It is the responsibility of the program to be concerned with the rights of patients and clinical sites
and to only place students in clinical education that are capable of providing safe, high quality
health care. The following list represents reasonable expectations for the student enrolled in the
Medical Assistant Program at Bossier Parish Community College.
It is the responsibility of the program applicants to carefully review the Essential Requirements
and ask questions if not familiar with the standards and skills listed. Certain chronic or recurrent
illnesses and problems that interfere with patient care of safety may be incompatible with
Surgical Technology training or clinical practice. Conditions that may lead to a high likelihood
of student absenteeism should be carefully considered. Deficiencies in knowledge, judgment,
integrity, character, or professional attitude or demeanor which may jeopardize patent care may
be grounds for course/rotation failure and possible dismissal from the program. All applicants to
the program must have the ability to meet the following standards and skills if accepted to the
program in order to complete the educational requirements for the Medical Assistant Program.

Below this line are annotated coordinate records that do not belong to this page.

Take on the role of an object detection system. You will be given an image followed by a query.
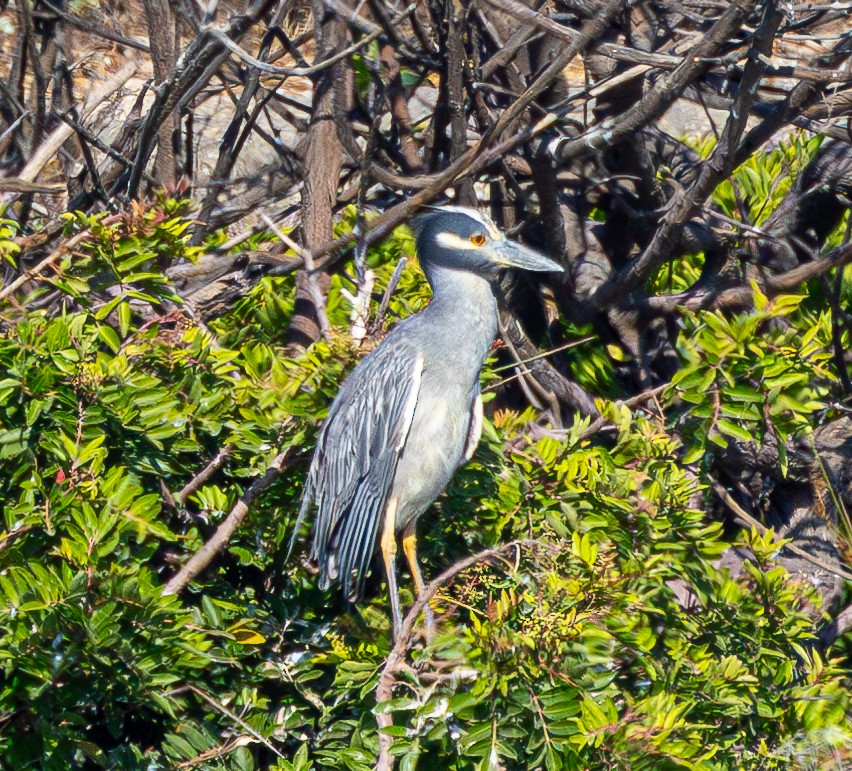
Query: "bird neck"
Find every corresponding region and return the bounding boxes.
[424,265,497,352]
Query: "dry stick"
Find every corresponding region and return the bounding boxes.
[260,212,331,341]
[0,62,136,203]
[127,0,272,198]
[484,0,850,83]
[166,685,284,758]
[564,0,764,309]
[163,447,295,595]
[374,539,548,771]
[0,177,65,193]
[42,0,151,54]
[201,3,417,77]
[641,244,852,313]
[710,477,852,581]
[294,0,626,271]
[0,230,89,300]
[177,444,234,505]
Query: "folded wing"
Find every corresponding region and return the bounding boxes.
[291,338,423,600]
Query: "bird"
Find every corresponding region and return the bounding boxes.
[290,205,562,639]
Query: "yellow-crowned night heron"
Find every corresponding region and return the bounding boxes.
[291,206,562,637]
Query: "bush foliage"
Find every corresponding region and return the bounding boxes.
[0,142,852,771]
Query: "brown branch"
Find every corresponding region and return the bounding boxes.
[639,244,852,313]
[163,447,296,594]
[0,62,136,204]
[177,444,234,506]
[0,230,89,300]
[710,477,852,581]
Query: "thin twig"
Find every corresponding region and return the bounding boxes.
[374,539,552,771]
[710,477,852,581]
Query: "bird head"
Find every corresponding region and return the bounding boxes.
[412,206,562,276]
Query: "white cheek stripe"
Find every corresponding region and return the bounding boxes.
[435,232,482,251]
[432,206,501,241]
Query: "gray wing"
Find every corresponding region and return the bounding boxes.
[463,390,483,463]
[290,337,423,599]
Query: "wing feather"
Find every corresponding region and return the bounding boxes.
[290,335,423,599]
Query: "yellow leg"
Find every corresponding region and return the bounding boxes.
[402,522,435,642]
[381,498,402,640]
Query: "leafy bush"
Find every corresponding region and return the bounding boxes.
[0,184,852,769]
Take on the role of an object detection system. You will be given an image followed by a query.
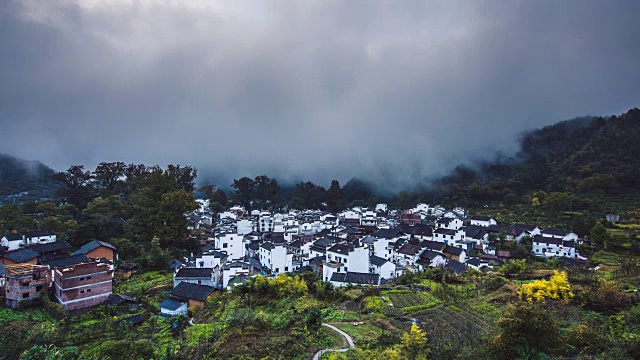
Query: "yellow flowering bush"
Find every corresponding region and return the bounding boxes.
[518,270,573,302]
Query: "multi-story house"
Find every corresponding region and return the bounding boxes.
[5,264,50,309]
[53,261,113,310]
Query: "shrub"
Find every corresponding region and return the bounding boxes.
[518,270,573,303]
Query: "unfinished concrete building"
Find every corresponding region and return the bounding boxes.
[5,264,50,309]
[53,261,113,310]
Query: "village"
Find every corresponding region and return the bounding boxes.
[0,200,586,316]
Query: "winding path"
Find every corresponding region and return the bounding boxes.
[313,324,356,360]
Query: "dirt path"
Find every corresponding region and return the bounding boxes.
[313,324,356,360]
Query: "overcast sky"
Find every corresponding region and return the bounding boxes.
[0,0,640,187]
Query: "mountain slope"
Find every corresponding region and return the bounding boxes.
[0,154,59,202]
[431,108,640,202]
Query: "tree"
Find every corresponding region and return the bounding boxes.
[53,165,94,209]
[589,223,609,248]
[398,324,429,360]
[252,175,280,209]
[231,176,255,211]
[156,190,198,248]
[327,180,345,213]
[93,161,126,195]
[493,305,560,359]
[0,204,22,235]
[167,165,198,192]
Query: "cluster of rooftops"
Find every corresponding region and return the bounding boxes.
[170,204,579,294]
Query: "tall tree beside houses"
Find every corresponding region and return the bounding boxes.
[231,176,255,211]
[53,165,95,209]
[327,180,345,213]
[252,175,280,209]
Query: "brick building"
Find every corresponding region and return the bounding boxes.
[5,264,49,309]
[71,240,118,262]
[53,262,113,310]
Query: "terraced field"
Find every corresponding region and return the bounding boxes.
[383,290,440,316]
[412,306,492,358]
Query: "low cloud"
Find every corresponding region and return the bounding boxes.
[0,0,640,188]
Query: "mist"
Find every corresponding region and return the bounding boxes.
[0,0,640,189]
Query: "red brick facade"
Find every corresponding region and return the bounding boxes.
[53,262,113,310]
[5,264,49,309]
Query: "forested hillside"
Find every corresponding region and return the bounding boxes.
[0,154,57,202]
[430,108,640,205]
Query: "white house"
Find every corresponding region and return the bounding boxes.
[360,211,378,226]
[532,235,576,258]
[469,215,498,227]
[218,211,238,220]
[436,217,463,230]
[258,215,274,233]
[326,244,369,272]
[173,267,218,287]
[236,219,253,235]
[369,256,396,280]
[160,297,189,316]
[260,242,297,273]
[540,228,578,241]
[22,230,56,245]
[396,244,422,267]
[0,234,24,251]
[417,249,447,269]
[433,228,464,245]
[215,233,246,260]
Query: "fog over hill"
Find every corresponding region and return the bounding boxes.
[0,0,640,190]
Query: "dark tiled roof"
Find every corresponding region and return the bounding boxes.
[444,260,467,274]
[29,241,75,255]
[170,282,215,301]
[511,224,537,232]
[373,227,400,239]
[260,243,276,251]
[469,215,491,221]
[420,240,447,251]
[2,248,38,263]
[442,246,464,255]
[71,240,117,255]
[327,244,349,255]
[369,255,389,266]
[420,250,442,260]
[413,224,433,236]
[22,230,56,238]
[467,258,480,267]
[169,259,184,270]
[42,254,91,269]
[313,239,331,248]
[533,235,562,245]
[361,236,378,244]
[160,297,186,311]
[540,228,571,237]
[434,228,457,235]
[344,271,380,285]
[175,267,213,279]
[398,244,422,256]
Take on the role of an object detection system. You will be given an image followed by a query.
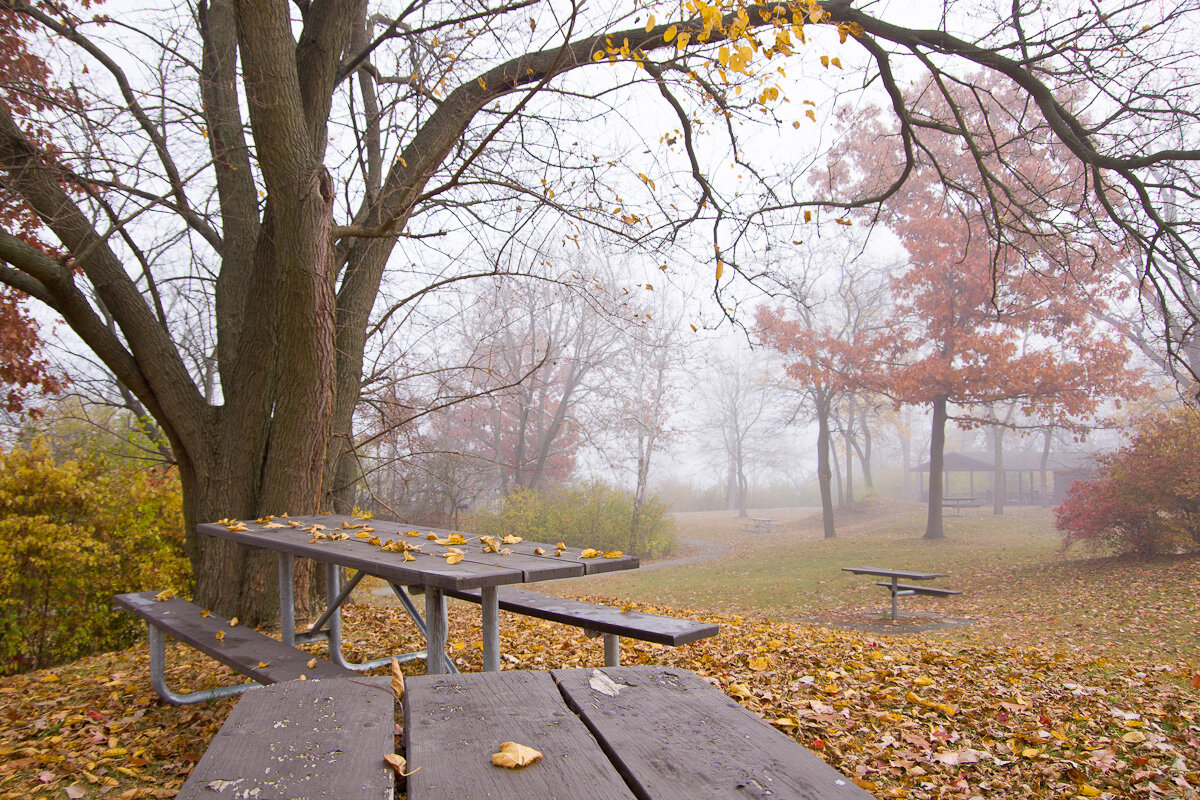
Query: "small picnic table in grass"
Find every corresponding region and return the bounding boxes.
[841,566,962,622]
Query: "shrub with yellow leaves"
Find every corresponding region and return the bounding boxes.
[0,439,191,674]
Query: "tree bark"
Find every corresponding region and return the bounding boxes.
[923,395,947,539]
[816,391,838,539]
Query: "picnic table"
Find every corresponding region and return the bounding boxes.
[196,515,638,674]
[745,517,779,534]
[841,566,961,622]
[942,498,983,517]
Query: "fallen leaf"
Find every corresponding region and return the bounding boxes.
[588,669,625,697]
[391,656,404,702]
[492,741,541,770]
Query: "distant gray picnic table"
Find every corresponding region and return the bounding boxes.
[841,566,960,622]
[196,515,638,674]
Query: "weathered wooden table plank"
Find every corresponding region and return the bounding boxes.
[551,667,871,800]
[403,672,638,800]
[176,678,395,800]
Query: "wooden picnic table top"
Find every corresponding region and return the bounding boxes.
[841,566,946,581]
[403,667,870,800]
[196,515,638,589]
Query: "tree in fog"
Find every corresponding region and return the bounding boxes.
[0,0,1200,622]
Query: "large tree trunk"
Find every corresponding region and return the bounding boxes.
[991,421,1008,516]
[816,392,836,539]
[924,395,947,539]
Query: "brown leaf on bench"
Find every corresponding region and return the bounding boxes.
[492,741,541,770]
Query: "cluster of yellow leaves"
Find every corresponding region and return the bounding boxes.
[236,515,623,566]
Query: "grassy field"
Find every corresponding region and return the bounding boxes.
[556,500,1200,664]
[0,501,1200,800]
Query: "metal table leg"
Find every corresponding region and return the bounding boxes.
[425,587,449,675]
[480,587,500,672]
[278,552,296,648]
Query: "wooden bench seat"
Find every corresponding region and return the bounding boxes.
[445,587,720,667]
[875,581,962,597]
[176,678,395,800]
[403,667,870,800]
[113,591,358,705]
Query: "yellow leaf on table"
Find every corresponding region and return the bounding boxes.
[492,741,541,770]
[391,656,404,700]
[383,753,421,777]
[725,684,754,700]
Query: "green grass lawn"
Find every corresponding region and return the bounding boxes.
[554,500,1200,663]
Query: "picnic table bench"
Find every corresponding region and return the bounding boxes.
[842,566,962,622]
[403,667,870,800]
[113,591,358,705]
[445,587,719,667]
[942,498,983,517]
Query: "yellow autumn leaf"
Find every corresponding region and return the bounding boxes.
[383,753,421,777]
[391,656,404,700]
[492,741,541,770]
[725,684,754,700]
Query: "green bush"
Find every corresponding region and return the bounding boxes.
[0,439,190,674]
[464,481,674,558]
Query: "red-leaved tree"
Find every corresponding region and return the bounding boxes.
[1055,409,1200,558]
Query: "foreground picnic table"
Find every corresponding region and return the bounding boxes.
[841,566,962,622]
[196,515,638,674]
[403,667,870,800]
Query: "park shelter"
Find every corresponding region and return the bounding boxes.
[912,451,1096,505]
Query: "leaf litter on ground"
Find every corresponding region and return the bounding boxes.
[0,599,1200,800]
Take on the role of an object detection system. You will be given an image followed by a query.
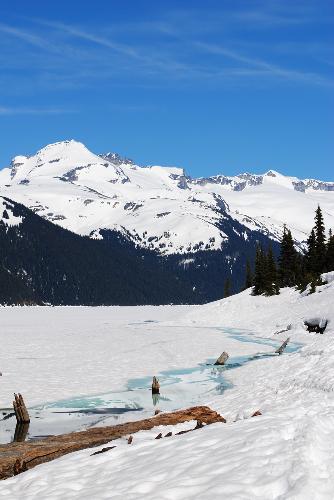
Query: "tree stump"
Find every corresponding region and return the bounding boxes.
[275,338,290,354]
[14,422,29,443]
[152,377,160,394]
[13,394,30,424]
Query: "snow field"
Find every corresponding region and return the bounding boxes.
[0,274,334,500]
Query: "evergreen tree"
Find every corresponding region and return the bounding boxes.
[326,229,334,271]
[244,259,253,290]
[314,205,327,274]
[253,246,266,295]
[278,226,300,287]
[224,278,231,297]
[264,246,279,295]
[305,229,318,275]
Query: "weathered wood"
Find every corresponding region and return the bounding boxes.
[275,338,290,354]
[14,422,29,443]
[152,377,160,394]
[13,394,30,424]
[215,351,229,365]
[0,406,226,479]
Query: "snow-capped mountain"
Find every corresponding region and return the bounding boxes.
[0,140,334,255]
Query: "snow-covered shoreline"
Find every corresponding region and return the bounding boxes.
[0,273,334,500]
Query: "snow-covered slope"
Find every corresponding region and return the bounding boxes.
[0,273,334,500]
[0,140,334,254]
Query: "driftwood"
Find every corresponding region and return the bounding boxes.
[152,377,160,394]
[13,394,30,424]
[14,422,29,443]
[275,338,290,354]
[215,351,229,365]
[0,406,226,479]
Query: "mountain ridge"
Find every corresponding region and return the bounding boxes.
[0,140,334,255]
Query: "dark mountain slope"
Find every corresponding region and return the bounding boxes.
[0,198,193,305]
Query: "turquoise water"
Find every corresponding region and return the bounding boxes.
[0,327,301,442]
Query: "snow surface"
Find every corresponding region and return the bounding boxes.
[0,140,334,254]
[0,273,334,500]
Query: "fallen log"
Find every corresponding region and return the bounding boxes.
[0,406,226,479]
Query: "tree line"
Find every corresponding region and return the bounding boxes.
[244,206,334,296]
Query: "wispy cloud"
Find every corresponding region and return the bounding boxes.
[0,0,333,96]
[0,106,75,116]
[194,42,334,85]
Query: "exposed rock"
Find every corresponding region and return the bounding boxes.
[275,338,290,355]
[304,318,328,334]
[0,406,226,479]
[91,446,116,457]
[215,351,229,365]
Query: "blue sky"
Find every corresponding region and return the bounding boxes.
[0,0,334,180]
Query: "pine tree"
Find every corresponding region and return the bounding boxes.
[253,246,266,295]
[244,259,253,290]
[314,205,327,274]
[305,229,318,275]
[224,278,231,298]
[326,229,334,271]
[278,226,300,287]
[264,246,279,295]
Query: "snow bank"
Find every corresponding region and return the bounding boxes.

If a student cannot demonstrate the following standards and skills without accommodation, it is
the responsibility of the student to request an appropriate accommodation with the Coordinator
for Section 504 and ADA by the application deadline. The College is committed to the principle
of equal opportunity ad defined in the catalog and will provide reasonable accommodation as
long as it does not fundamentally alter the nature of the program offered and does not
compromise patient safety or impose an undue hardship such as those that cause a significant
expense or are unduly disruptive to the educational process.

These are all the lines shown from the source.